The embodiment of the processor 16 depicted by example in FIG. 3 further illustratively includes a second processor 52 operatively coupled to the first processor 50 and also to at least one memory unit 54. In some embodiments, the processor 52 may include one or more peripheral devices, such as a display monitor, one or more input and/or output devices or the like, although in other embodiments the processor 52 may not include any such peripheral devices. In any case, the processor 52 is illustratively configured, i.e., programmed, to execute at least one process for analyzing ion measurement events. Time-based charge detection data (CDD) in the form of charge magnitude and charge timing data (i.e., detection of the timing of charges induced by ions on the charge detection cylinder) received by the processor 50 via the charge detection signals CDS is illustratively transferred from the processor 50 directly to the processor 52 for processing and analysis upon completion of each ion measurement event.

In some embodiments, the processor 52 is illustratively provided in the form of a high-speed server operable to perform both collection/storage and analysis of such data.
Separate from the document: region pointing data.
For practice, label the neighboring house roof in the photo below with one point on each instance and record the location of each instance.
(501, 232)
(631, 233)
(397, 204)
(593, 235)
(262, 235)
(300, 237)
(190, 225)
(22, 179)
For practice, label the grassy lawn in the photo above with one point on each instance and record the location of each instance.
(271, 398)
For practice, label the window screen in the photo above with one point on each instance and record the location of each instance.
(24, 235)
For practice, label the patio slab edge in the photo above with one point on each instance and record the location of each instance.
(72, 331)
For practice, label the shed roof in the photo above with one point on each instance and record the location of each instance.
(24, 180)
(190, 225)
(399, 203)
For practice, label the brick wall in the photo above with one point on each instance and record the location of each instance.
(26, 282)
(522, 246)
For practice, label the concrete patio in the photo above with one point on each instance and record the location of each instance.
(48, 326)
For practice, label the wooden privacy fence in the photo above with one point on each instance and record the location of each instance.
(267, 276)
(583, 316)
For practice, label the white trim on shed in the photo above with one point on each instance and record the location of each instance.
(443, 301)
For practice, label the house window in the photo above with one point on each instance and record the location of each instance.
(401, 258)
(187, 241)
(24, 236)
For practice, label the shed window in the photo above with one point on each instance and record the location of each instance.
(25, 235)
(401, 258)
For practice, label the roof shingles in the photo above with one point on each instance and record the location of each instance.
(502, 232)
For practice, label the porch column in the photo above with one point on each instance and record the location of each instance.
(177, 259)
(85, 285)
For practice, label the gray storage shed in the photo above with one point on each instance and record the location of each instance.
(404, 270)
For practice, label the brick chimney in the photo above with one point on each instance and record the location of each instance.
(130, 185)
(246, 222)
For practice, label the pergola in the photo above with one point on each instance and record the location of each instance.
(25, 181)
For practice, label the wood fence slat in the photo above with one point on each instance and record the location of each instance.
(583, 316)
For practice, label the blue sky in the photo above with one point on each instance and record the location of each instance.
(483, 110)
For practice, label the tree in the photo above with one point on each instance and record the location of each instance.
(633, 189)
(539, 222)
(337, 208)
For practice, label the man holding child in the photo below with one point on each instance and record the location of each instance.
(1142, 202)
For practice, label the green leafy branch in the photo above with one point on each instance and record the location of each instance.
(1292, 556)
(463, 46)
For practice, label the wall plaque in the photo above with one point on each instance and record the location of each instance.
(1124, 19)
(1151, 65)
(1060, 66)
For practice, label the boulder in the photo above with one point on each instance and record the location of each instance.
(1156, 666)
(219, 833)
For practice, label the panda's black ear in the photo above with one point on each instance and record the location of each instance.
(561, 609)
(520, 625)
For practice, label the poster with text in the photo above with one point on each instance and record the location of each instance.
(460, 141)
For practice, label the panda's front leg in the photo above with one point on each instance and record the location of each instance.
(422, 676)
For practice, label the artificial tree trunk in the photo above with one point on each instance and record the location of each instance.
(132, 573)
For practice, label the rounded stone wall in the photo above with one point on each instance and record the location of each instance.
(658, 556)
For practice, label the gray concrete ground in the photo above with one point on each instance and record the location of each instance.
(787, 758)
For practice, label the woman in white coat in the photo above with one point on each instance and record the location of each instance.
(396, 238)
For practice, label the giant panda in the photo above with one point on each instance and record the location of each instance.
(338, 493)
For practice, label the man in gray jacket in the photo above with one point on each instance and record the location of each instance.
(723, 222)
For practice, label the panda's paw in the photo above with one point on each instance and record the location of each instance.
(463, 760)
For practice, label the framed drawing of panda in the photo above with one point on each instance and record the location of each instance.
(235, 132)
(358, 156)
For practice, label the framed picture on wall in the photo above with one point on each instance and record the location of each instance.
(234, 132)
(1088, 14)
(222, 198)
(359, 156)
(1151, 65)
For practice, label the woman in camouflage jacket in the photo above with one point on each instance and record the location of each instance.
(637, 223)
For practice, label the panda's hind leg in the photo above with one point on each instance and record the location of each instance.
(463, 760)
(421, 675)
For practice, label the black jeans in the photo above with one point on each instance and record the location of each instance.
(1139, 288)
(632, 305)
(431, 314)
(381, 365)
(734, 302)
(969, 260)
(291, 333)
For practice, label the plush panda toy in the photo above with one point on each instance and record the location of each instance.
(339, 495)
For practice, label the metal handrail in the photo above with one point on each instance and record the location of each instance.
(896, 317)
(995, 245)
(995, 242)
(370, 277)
In such embodiments, one or more high-speed memory units 54 may be coupled to the processor 52, and is/are operable to store data received and analyzed by the processor 52. In one embodiment, the one or more memory units 54 illustratively include at least one local memory unit for storing data being used or to be used by the processor 52, and at least one permanent storage memory unit for storing data long term. In one such embodiment, the processor 52 is illustratively provided in the form of a Linux® server (e.g., OpenSuse Leap 42.1) with four Intel® Xeon™ processors (e.g., E5-465L v2, 12 core, 2.4 GHZ). In this embodiment, an improvement in the average analysis time of a single ion measurement event file of over 100× is realized as compared with a conventional Windows® PC (e.g., i5-2500K, 4 cores, 3.3 GHZ). Likewise, the processor 52 of this embodiment together with high speed/high performance memory unit(s) 54 illustratively provide for an improvement of over 100× in data storage speed. Those skilled in the art will recognize one or more other high-speed data processing and analysis systems that may be implemented as the processor 52, and it will be understood that any such one or more other high-speed data processing and analysis systems are intended to fall within the scope of this disclosure. In alternate embodiments, the processor 52 may be provided in the form of one or more conventional microprocessors or controllers and one or more accompanying memory units having instructions stored therein which, when executed by the one or more microprocessors or controllers, cause the one or more microprocessors or controllers to operate as described herein.

In the illustrated embodiment, the memory unit 54 illustratively has instructions stored therein which are executable by the processor 52 to analyze ion measurement event data produced by the ELIT 14 to determine an ion spectral distribution, i.e., ion mass-to-charge ratio (m/z), ion charge magnitude, ion mass, etc., for a sample under analysis. In one embodiment, the processor 52 is operable to receive ion measurement event data from the processor 50 in the form of charge magnitude and charge detection timing information measured during each of multiple “charge detection events” (as this term is defined above) making up the “ion measurement event” (as this term is defined above), and to process such charge detection events making up such an ion measurement event to determine ion charge and mass-to-charge data, and to then determine ion mass data therefrom. A mass spectral distribution for the sample under analysis can be created in this manner from an ion measurement event in which multiple charged particles are trapped in the ELIT 14 as described above. Multiple ion measurement events may also be processed in like manner to create a mass spectral distribution for the sample under analysis.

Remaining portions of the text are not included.